W sieci istnieje strona internetowa, która wykorzystuje sztuczną inteligencję do tworzenia nieskończonej ilości fałszywych portretów ludzi, którzy nie istnieją.
Dzięki uczeniu maszynowemu możemy generować rozmaite obrazy, które nie istnieją, a podobieństwo do prawdziwych osób lub przedmiotów może być przypadkowe – podobnie jak w naturze! Strona internetowa ThisPersonDoesNotExist wykorzystuje sztuczną inteligencję, aby tworzyć obrazy z twarzami ludzi, którzy nie istnieją. Każde odświeżenie/odsłona strony to nowy portret.
Być może już wiesz, że sztuczna inteligencja może generować prawdziwe twarze w nieprawdopodobnych scenariuszach i sytuacjach, ale teraz potrafi tworzyć także twarze ludzi, które nigdy nie istniały. Programista Phillip Wang stworzył stronę internetową ThisPersonDoesNotExist, która wykorzystuje sztuczną inteligencję do generowania pozornie nieskończonej różnorodnych i fałszywych, ale realistycznych twarzy. Jego narzędzie wykorzystuje zaprojektowaną przez firmę NVIDIA generatywną, przeciwstawną sieć (w której algorytmy dopasowują się do siebie w celu poprawy jakości wyników), aby tworzyć twarze używając dużego katalogu zdjęć jako materiału szkoleniowego.

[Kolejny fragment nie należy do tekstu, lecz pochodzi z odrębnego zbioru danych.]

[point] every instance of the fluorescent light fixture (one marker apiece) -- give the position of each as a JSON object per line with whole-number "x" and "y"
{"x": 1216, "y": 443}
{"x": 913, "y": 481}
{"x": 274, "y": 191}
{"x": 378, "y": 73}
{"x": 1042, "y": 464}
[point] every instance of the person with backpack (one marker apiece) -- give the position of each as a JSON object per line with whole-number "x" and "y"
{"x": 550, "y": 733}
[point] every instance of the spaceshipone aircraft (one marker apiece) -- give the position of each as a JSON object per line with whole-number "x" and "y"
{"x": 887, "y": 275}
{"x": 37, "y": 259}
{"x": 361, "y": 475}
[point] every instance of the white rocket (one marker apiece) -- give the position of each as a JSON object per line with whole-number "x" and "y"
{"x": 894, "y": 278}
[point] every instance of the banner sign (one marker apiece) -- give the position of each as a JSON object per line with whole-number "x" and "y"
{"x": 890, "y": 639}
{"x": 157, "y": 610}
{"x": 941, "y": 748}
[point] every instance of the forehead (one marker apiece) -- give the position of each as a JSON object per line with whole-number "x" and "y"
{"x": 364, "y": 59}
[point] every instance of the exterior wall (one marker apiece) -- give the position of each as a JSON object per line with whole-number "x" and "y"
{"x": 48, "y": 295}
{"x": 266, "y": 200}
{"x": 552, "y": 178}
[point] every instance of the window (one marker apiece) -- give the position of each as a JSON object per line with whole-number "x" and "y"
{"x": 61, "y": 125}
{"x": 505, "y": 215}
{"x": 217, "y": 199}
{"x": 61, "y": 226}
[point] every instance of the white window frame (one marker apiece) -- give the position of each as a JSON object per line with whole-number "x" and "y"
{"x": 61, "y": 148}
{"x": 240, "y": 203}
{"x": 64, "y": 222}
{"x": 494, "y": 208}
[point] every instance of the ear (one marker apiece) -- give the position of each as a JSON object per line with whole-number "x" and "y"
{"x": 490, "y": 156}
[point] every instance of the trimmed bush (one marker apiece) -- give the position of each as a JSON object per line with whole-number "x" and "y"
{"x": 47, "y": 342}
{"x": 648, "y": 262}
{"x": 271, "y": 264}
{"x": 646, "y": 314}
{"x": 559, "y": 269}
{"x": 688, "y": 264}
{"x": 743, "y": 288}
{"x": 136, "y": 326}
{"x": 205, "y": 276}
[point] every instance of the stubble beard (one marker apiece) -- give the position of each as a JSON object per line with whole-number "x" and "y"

Przeczytaj również: Sztuczna inteligencja tworzy bajki o Flinstonach z opisów tekstowych
Rezultaty często są niedoskonałe, mogą pojawić się kawałki innych obrazów, lekkie zniekształcenia, albo fragmenty okularów. Włosy czasami ucięte są w dziwny sposób, lub kolczyk ląduje na przykład na szyi. Jednak sporo obrazów jest niepokojąco realistycznych i trudno odróżnić je od prawdziwego zdjęcia.
Mechanizm nie wymaga też dużej mocy obliczeniowej. Wang powiedział dla Motherboard, że korzysta z procesora graficznego NVIDIA na wynajętym serwerze, aby utworzyć losową twarz co dwie sekundy. Oczywiście nie jest to przełom technologiczny, ale ciekawe wykorzystanie technologii do tworzenia losowych obrazów, które wyglądają na prawdziwe.
Omawiany system nie ogranicza się do tworzenia zdjęć nieistniejących twarzy. Technologia NVIDIA może już obsługiwać generowanie obrazów samochodów, kotów, a nawet sypialnie.
To prosty projekt, który ilustruje potencjalne zalety i pułapki tej technologii. Można go użyć do stworzenia wiarygodnych postaci do opowiadania na stronie lub innych materiałach, ale znajdą też się tacy, którzy mogą użyć wygenrowane portrety do oszustw opartych na fałszywych dowodach, referencjach itp. Idealnie, taka strona internetowa skłania do dyskusji na temat etyki manipulacji obrazem AI, zanim wszystko pójdzie za daleko.